I have always strived for order and rigidity in my life and at times I find myself holding Jack back from exploring what he wants to explore in order to meet this need of mine. I have come a long way since I declared “Embrace the Chaos!” as my new motto in motherhood when I found my old habits fit very poorly into the parenting philosophy I now believe so deeply in. However, I still struggle to embrace the chaos at times when I get caught up in my own need for things to be black and white. It is, of course, not even really chaos. It is nature. It feels chaotic because we have gotten so far away from it as adults, as a society.
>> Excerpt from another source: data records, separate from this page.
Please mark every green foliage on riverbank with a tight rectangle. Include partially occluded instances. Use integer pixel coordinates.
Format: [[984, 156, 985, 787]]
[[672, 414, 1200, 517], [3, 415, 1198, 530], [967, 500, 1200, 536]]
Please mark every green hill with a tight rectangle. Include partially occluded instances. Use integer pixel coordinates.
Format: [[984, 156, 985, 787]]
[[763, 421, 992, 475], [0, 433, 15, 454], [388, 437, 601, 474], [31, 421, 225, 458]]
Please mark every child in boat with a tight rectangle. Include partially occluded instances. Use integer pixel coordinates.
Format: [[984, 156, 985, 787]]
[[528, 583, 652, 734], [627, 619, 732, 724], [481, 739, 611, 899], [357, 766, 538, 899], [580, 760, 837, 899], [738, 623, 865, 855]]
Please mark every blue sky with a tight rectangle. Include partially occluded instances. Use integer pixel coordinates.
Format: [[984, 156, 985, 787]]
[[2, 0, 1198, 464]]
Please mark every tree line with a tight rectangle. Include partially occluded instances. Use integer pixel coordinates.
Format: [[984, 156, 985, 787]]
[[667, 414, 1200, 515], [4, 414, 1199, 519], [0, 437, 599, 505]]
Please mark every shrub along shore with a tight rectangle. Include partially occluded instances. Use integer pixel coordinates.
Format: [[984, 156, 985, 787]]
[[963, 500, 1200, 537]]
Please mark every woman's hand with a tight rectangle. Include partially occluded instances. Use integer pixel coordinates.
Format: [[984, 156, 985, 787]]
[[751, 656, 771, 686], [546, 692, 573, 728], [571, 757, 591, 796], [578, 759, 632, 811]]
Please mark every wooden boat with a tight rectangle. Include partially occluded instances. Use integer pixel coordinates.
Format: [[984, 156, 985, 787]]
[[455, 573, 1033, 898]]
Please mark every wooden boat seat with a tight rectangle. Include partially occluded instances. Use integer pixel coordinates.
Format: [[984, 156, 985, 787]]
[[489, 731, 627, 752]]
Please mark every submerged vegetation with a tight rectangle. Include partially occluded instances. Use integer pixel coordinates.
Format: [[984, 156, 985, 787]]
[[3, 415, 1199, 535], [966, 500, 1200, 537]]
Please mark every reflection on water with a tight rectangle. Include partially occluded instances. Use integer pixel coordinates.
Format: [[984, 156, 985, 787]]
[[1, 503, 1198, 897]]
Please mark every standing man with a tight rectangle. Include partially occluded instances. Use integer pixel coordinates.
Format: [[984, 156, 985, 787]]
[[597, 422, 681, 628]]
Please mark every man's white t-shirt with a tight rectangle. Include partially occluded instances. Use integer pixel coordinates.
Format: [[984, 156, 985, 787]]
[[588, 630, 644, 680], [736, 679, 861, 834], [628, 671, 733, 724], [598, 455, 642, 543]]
I used to make jewelry. I have a bead organizer with tiny compartments to put all the different kinds of beads in their place. The big ones, the small ones, the red ones, the green ones, the round ones and the square ones. I vividly remember organizing it. Picking up one bead at a time and deciding what slot it would go into. Sliding the adjustable slots bigger and smaller so that it fit the beads in just so. I also remember digging my finger into a slot and pulling out a tiny bead because it had fallen out of its proper slot and putting it back its place. There, things are right now. When Jack started to become mobile he used to wiggle himself up to it and look at it. He would rock his body back and forth and make the beads move around. They made a cool sound. I was still hanging on to this former part of my life. This life of order and sense and logic and slots. It made me nervous when he rocked it. I was afraid the beads would bounce around. Then he got stronger. He also got more demanding and I could feel my past life crumbling away. Following his lead started to feel right. One day he picked this giant bead organizer up over his head. Oh my god, he’s going to fuck the whole thing up. He tipped it sideways. Oh shit, he’s going to ruin it all. The beads rained down out of their slots. They pooled at the bottom. There was nothing I could do. He thought this was the greatest thing since wooden spoons. His eyes got wide and then he laughed. I looked at my baby in the eyes and laughed with him. I don’t see it as something that I will go back to later in life. Jewelry making, maybe. Rigidity, hopefully not. I don’t think that I will reorganize the beads when he goes to school or when I have more time. I am forever changed by him. I don’t care about the damn beads anymore. I don’t care how they are stored. I don’t care about order or logic. I care about the course we are on right now. I care about Jack finding his own way. I care about following Jack down whatever street he walks. I care about trucks.